The political stakes are also significant for the Eurozone since major concessions to Greece will not be lost on Leftist and populist movements in other struggling countries such as Spain.  Germany and the EU Commission which is executive branch of the entire European Union, are very concerned that such a turn of events could destroy the cohesiveness of the Union and drastically affect the value of the Euro.  Nonetheless,  a failure of Greece to take the necessary steps to stabilize its economy and default on its debt could bring about a voluntary or mandatory withdrawal from the Eurozone which Germany and the Commission also want to avoid.

The multiple causes of the Greek crisis may offer lessons for other EU and Eurozone nations which are already known and may come too late to avoid .  A fundamental flaw in the structure of the Eurozone contributed and remains.  The European Central Bank, a rough equivalent of the U.S. Federal Reserve Bank was charged with managing monetary policy for the Eurozone nations.  The difficulty of imposing a single policy on nineteen different political economies and political cultures was clearly underestimated.  Inflation, employment, export vs. domestic industrial prospects and the ability of the central banks of the individual countries in the zone to issue debt denominated in the shared currency all represent a weakness in the system.

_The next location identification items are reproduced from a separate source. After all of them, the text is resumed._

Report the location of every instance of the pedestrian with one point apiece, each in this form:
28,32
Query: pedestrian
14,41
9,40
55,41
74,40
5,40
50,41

 Also in Greece as in most of the EU nations, the ideological orientation which informs the creation of advanced welfare states lays at the foundation of the crisis.  A bloated public employee sector designed to provide political patronage and prop up employment produces nothing to contribute to economic growth and demands constant increases in expenditures in the form of wages, benefits and retirement. 

Tax evasion was tolerated and public services and ever growing entitlements expanded as deficits were funded by debt creation.  The reality check imposed by the 2009 world recession brought an end to the cycle of debt creation, interest obligations and unchecked social program expansion.  The  debt service to revenue ratio simply became unsupportable.  This is basic economics but the demands of domestic politics turned the heads of the political leadership and the crisis imploded.

Now citizens of Greece and other southern European nations blame their governments for the harsh remedies imposed by international lenders without much concern about the failed underlying policies from which they benefitted.  The so called array of “populist” movements will try to defy the dynamics of the self- correcting capitalist systems but will inevitably fail.

The results of the Greek crisis do not apply equally to the U.S. but the symptoms are relevant.  The U.S. economy is huge and diversified and it enjoys the benefits of the U.S. dollar being the foremost international reserve currency.  But the constant expansion of advanced welfare state characteristics, especially uncontrolled federal debt to pay for associated excessive spending will have consequences.  Higher interest rates to renew such debt and the growing diversion of national income to service the debt, at some point will put pressures for devaluation of the dollar against other currencies and will be inflationary by making foreign imports more expensive.  The Federal Reserve’s response to inflationary pressures will be to reduce the money supply by selling government bonds and raising short term interest rates. It is a delicate balance and the current deficit/debt growth and the ideologically based expansion of government demands similar attention as that being applied to Greece.